I’ve recently noticed an uptick in startup clients raising money for the first time. Sometimes sales are booming and money is needed for expansion, sometimes it’s a strategic investment by a larger player, and other times it’s early stage money used to get the company started. Whatever the reason, if you’re a founder looking to raise money, it’s important to understand the difference between the three most common types of fundraising offerings – equity, convertible debt, and SAFEs. Choosing the right vehicle for the investment is essential for ensuring the fundraise moves smoothly and without surprises. At their most basic level equity holders are owners, convertible debt holders are lenders, and SAFE holders are contractual parties. The format chosen and the terms offered may depend upon the stage of the company and leverage between the founder and the investor, and the choice may impact the company in different ways.
In a nutshell – equity is a fixed ownership stake in a company. For example, if you are buying the common stock of a publicly traded company through a brokerage account, you are buying equity. After you’ve made the purchase, based on the number of shares you own and the total number of shares outstanding, you would be able to calculate your ownership stake in the company. You would also be able to calculate the “market capitalization” of the company based upon the total number of shares outstanding and the market price of the shares – it would effectively tell you how much the total company is worth and how much your shares are worth.
For early-stage companies, issuing equity is often tricky because of both a lack of information and the cost of the documentation. First, many startups don’t have any true independent valuation of their business – at least for purposes of investment. Often the founders will assert that the company is worth multiples of what an investor might believe it to be worth. With this disconnect, it can be difficult, if not impossible, to fix the values necessary in order to sell equity to investors. Second, issuing equity requires a fair amount of paperwork to document, which increases the costs for the founders and time for review – and most startups are working on a very tight budget with limited bandwidth. For these reasons, founders usually don’t start their fundraising with a sale of equity to outside investors.
Convertible debt is essentially a loan to the company that is set to convert to equity upon the occurrence of certain events, often including the earlier of a fixed maturity date or the company’s next equity financing. The debt is documented with a convertible note that will contain an interest component, often a valuation cap (a maximum valuation of the company at the time of conversion), and sometimes a liquidation preference (the note holders get paid first in some circumstances).
Companies may prefer convertible debt to equity because it can delay the need to put a valuation on the company and often involves less negotiation and documentation than the sale of equity. A company that has dependable cash flow and leverage with investors may choose to issue convertible notes in which the loan terms, such as the interest rate or a buy-back provision, may favor the company.
One risk of convertible debt is that the debt holders could demand repayment of the debt upon maturity or another triggering event. If the company does not have the available cash to repay the debt, it could trigger a default. This risk is generally small, however, because the note holders usually want to have the company succeed in order to increase the value of their potential equity, rather than cause the company financial hardship.
SAFE stands for Simplified Agreement for Future Equity.
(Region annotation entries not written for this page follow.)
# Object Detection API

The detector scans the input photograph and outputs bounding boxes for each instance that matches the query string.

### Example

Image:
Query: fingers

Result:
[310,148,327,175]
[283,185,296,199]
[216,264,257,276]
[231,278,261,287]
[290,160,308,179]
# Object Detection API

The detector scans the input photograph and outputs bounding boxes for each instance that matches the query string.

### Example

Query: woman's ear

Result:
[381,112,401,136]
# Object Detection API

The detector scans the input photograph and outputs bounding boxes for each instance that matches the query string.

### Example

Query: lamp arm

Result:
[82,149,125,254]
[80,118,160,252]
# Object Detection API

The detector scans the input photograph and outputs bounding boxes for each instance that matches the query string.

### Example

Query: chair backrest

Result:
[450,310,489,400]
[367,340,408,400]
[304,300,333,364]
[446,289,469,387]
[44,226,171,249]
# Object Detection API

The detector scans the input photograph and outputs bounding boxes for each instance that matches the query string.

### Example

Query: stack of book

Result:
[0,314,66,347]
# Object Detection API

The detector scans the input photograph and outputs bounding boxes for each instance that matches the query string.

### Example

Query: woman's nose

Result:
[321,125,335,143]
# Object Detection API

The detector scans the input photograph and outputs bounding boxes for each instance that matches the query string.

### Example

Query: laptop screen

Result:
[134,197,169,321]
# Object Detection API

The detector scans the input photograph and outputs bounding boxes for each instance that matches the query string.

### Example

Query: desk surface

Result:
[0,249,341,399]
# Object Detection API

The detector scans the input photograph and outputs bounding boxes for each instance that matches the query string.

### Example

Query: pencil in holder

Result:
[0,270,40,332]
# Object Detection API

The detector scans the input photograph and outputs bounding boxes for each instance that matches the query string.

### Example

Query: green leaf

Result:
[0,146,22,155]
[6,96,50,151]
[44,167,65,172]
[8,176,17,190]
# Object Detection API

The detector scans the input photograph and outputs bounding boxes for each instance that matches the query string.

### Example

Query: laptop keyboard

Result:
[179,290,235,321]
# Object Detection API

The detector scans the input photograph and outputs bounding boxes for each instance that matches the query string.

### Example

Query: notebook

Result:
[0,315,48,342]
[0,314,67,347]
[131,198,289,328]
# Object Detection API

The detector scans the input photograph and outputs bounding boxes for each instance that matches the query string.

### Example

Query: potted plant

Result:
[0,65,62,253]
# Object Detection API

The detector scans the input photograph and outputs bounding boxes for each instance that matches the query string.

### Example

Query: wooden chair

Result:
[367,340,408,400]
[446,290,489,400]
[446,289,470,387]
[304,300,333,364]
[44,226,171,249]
A SAFE is a fairly recent addition to the methods by which a company can raise money. A SAFE is a contractual agreement by which the company agrees to grant equity to the SAFE holder upon the occurrence of the company’s next equity financing, whenever that may be. SAFEs often include a valuation cap or a “discount,” and sometimes both. These mechanisms allow for the early-stage SAFE purchaser to get a reduced price on later-issued equity.
For many founders, SAFEs are the preferred early-stage funding mechanism because they have the benefits of convertible debt – namely, they are easily documented and do not require the company and investor to agree on a valuation – without having a fixed maturity date or an interest component.
One risk for founders is that if they are not careful with the cap and discounts that are offered to the SAFE holders, they may find that they’ve sold a greater percentage of their company than they expected, with the investors receiving a windfall. Careful accounting with regard to SAFE sales is essential for the founders.
For a founder, it’s great to be in the position where investors believe in you and your company and want to give you money. More and more startups are using SAFEs for early fundraising, and given the ease of documentation and that a valuation is not needed, this trend is likely to continue. Established companies, or those that may wish to tightly control ownership percentages, may still opt for more traditional methods, such as equity. And some companies that have significant negotiating leverage and reliable cash flow may choose to issue convertible notes that have company-favorable terms. If you should find yourself in the position of an early capital raise, understanding the main methods of raising funds, and the benefits, risks, and costs of each, can help ensure that you choose the method best suited for your company.